How to include human actions in Earth System Science Modelling?

Prof. Dr. Lúbia Vinhas

OGC® Sensor Web Enablement. The OGC consortium provides an interoperability framework for Web-based access and control of sensors and sensor data. I will present a general view of this framework and a survey of projects using it, so the participants have a view about the technological aspects related do sensor data use. I expect to help the participants to have a critical view about this framework.

Prof. Dr. Antonio Miguel Vieira Monteiro

Participative GIS; Spatial Modeling in Urban Inequalities and Public Health issues.

Prof. Dr. Silvana Amaral Kampel

Environmental Modeling. The Environmental modeling of the Amazonian -GEOMA is a cooperative network of researches whose objective is to develop models to evaluate and foresee sustainability scenarios for the Amazonian area. It was created to overcome the dimension of the environmental problems in the Amazon and the spread out of the scientific knowledge among different research institutes. We are focused on understand the challenges, barriers and goals facing by the GEOMA research team in the modeling processes of the biodiversity and processes of forest conversion associated to the human processes of land occupation. As examples of GEOMA first results we can present an initial database at regional scale, including high-resolution remote sensing imagery, and some valuable models and prospective scenarios of deforestation. However, to understand the biodiversity patterns and the human processes, in order to contribute to the sustainable planning for the region, it is necessary to increase the environmental and geospatial data available. Fieldwork campaigns and data exchange efforts are essential for the ability in providing reliable and consistent information for the scientific community and the police makers.

Prof. Dr. Maria Isabel Sobral Escada

Amazonia LUCC patterns and process. The first results achieved through an interdisciplinary and multi-institutional effort conduct by the Geoma Network, aiming to advance in the comprehension of the new frontiers in the South of the Pará State, in the Amazonian region, examined the new patterns of deforestation and the underlying processes that are generating them. Our objective is to product information aiding to draw responsible public policies considering not only one dimension of the problem like roads infra-structure, as usual. Based on the analysis presented here we pointed out that only an integrated solution, that considers the main actors and the organization of economical processes in the productive chains over the region, would be capable to minimize the effects of deforestation and would drive an integrated development policy to the region bringing benefits to forest conservation and the local population.

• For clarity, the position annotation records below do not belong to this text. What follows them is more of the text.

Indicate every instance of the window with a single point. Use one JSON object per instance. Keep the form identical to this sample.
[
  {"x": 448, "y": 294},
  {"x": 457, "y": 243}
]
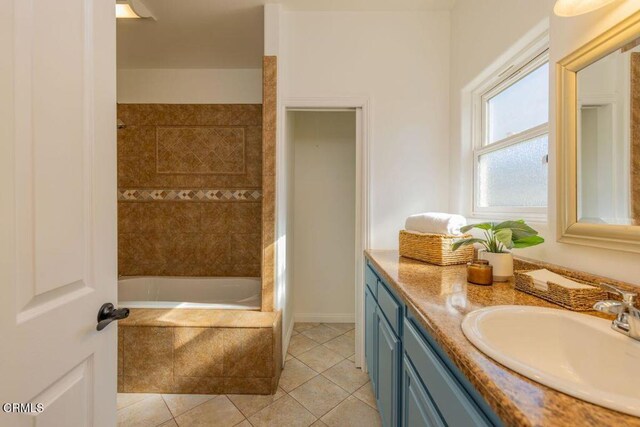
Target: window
[{"x": 511, "y": 141}]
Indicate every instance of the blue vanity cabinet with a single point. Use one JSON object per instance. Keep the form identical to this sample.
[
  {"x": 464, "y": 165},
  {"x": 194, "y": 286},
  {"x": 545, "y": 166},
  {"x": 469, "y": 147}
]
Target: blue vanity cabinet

Prof. Dr. Laercio Namikawa

SISMADEN. SISMADEN provides technological infrastructure to develop operational systems to manage alerts of environmental risks. The platform is an Open Source Computational System based on service oriented architecture. SISMADEN main services are: data gathering and formatting; analysis by comparison with risk layers or by executing models; risk model edition for alerts; and alert handling and management. The first version of SISMADEN targets environmental risks related to hidrometeorological information from forecasts and sensors. Sensors include Data Collection Platforms (DCPs) and Meteorological Satellite images. Main research questions are the validation of input from DCPs and images based on the the behavior of hidrometeorological processes, and the definition of aggregation functions and influence region for each available information based on the particular environmental risk.

Prof. Dr. Tiago Carneiro

TerraME. TerraME is a software platform towards spatially-explicit dynamical modeling which is based on the Cellular Automata (nested-CA) and Agent theories. It links cell spaces to spatial databases managed for Geographic Information Systems (SIG) allowing realistic environmental model development. I will present the TerraME models for scale, space, time and behavior representation. I will compare TerraME to other software platforms and discuss deeply the TerraME high level programming language form environmental model description. Different environmental models developed in TerraME will be shown: hydrological models, land use and cover change models, forest dynamic models and fire propagation models.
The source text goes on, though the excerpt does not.